A powerful tool for extracting data from various SQL databases to CSV or Parquet files. Perfect for data migration, backup, and analysis tasks.
Features
- Support for multiple database types:
- PostgreSQL
- Microsoft SQL Server
- Google BigQuery
- Snowflake
- Databricks
- DuckDB (macOS only)
- Export to CSV or Parquet format
- Parallel extraction with configurable batch size
- Progress tracking and checkpointing
- Kubernetes integration for state management
- Cross-platform support (except DuckDB which is macOS-only)
Installation
# Install using Go
go install github.com/gerhard-ee/sqlextract@latest
# Verify installation
sqlextract --version
Usage
Command Line Interface
sqlextract [flags] [options]
Flags:
--help, -h Show help
--version, -v Show version
--config, -c Path to configuration file
--type, -t Database type (postgres, mssql, bigquery, snowflake, databricks, duckdb)
--host, -H Database host
--port, -P Database port
--user, -u Database user
--password, -p Database password
--database, -d Database name
--schema, -s Database schema
--table, -T Table to extract
--output, -o Output file path
--format, -f Output format (csv, parquet)

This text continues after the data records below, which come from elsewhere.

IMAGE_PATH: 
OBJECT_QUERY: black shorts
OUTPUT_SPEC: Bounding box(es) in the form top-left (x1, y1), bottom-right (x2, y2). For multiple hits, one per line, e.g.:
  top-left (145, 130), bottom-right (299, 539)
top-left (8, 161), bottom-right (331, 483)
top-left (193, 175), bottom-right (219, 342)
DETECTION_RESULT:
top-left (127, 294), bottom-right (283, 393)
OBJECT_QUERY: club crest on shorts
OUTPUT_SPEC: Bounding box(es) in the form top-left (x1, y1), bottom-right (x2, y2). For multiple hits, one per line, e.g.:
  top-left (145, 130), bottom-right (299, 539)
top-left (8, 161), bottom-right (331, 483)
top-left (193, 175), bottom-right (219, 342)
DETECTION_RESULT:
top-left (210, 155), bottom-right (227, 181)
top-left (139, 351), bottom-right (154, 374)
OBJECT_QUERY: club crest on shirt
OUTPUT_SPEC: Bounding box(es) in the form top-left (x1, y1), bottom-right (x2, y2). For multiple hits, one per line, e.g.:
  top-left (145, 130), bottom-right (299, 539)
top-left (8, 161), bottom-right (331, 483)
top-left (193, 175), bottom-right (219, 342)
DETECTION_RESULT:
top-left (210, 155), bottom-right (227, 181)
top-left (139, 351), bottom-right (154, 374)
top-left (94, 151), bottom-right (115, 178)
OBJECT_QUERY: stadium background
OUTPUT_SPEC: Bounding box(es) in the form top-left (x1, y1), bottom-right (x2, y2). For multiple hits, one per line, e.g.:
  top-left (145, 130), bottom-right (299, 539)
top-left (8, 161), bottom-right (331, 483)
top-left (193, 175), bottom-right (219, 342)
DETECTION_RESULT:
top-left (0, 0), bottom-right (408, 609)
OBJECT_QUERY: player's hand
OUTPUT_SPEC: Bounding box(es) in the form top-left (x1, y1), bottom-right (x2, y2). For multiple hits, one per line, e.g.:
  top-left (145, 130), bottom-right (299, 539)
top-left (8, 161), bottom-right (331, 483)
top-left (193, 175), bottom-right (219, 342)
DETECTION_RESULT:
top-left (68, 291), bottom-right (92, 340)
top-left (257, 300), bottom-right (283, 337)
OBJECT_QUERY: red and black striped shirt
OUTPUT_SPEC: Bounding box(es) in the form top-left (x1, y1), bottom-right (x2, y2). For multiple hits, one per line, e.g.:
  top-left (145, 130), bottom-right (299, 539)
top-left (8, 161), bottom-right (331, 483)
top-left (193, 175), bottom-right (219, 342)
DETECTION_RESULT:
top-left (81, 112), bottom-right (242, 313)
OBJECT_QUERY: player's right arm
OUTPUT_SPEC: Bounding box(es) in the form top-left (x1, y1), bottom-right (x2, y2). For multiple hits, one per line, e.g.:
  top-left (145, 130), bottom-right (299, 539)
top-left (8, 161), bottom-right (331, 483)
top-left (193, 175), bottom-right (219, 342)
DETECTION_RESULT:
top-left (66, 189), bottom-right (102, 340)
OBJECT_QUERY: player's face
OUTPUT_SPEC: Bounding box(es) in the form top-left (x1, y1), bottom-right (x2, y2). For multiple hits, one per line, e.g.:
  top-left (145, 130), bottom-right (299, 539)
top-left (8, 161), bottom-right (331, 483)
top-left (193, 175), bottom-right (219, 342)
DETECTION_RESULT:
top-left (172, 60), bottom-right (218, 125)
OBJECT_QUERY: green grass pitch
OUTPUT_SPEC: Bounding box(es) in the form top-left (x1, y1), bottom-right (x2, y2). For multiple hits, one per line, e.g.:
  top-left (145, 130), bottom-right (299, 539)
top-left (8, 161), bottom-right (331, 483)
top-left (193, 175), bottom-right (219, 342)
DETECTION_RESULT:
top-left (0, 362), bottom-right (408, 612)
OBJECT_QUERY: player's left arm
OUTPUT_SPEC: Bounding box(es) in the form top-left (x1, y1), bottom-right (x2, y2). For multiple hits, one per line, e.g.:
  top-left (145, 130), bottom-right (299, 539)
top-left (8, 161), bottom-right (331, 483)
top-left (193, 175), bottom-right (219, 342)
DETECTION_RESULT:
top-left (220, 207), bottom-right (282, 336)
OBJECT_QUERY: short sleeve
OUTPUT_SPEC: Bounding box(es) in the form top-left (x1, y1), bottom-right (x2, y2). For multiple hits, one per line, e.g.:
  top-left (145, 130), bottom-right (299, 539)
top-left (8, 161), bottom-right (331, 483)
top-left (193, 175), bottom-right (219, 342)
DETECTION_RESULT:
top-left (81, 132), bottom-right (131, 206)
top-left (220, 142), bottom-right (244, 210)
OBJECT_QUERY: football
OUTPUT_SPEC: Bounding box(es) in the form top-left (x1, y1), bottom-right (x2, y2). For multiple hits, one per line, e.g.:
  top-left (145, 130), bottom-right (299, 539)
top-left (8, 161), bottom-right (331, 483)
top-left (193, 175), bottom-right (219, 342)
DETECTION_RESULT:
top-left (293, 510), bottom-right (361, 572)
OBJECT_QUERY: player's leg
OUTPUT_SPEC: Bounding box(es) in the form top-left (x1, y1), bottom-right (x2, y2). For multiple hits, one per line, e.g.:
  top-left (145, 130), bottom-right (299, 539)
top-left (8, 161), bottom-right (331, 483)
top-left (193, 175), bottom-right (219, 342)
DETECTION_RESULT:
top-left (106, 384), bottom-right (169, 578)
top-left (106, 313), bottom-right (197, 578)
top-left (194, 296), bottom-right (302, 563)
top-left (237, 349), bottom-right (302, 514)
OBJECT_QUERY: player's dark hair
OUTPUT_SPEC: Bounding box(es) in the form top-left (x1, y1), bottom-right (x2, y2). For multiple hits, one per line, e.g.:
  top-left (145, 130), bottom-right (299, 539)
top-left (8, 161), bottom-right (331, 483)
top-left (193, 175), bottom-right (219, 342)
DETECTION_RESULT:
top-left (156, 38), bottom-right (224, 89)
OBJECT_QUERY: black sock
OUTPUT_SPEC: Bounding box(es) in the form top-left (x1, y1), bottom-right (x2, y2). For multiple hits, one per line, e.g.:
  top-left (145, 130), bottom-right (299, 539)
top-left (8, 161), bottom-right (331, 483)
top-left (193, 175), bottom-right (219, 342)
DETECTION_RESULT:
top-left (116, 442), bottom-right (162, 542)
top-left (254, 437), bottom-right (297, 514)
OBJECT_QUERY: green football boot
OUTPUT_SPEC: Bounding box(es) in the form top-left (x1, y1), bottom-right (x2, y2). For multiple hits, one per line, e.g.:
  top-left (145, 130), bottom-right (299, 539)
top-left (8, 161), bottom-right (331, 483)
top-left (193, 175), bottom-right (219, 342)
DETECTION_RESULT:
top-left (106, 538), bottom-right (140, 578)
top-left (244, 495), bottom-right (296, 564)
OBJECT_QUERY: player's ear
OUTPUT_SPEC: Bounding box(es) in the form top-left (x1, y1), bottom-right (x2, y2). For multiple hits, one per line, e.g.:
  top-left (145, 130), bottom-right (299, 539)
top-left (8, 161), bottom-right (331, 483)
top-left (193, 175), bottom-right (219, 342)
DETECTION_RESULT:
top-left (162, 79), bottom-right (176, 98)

--batch-size, -b Batch size for extraction (default: 1000)
--concurrency, -C Number of concurrent extractions (default: 1)
--where, -w WHERE clause for filtering data
--key-columns, -k Key columns for ordering
--state-manager, -S State manager type (memory, kubernetes)
--namespace, -n Kubernetes namespace (required for kubernetes state manager)
Options:
--project-id Google Cloud project ID (BigQuery)
--credentials-file Path to Google Cloud credentials file (BigQuery)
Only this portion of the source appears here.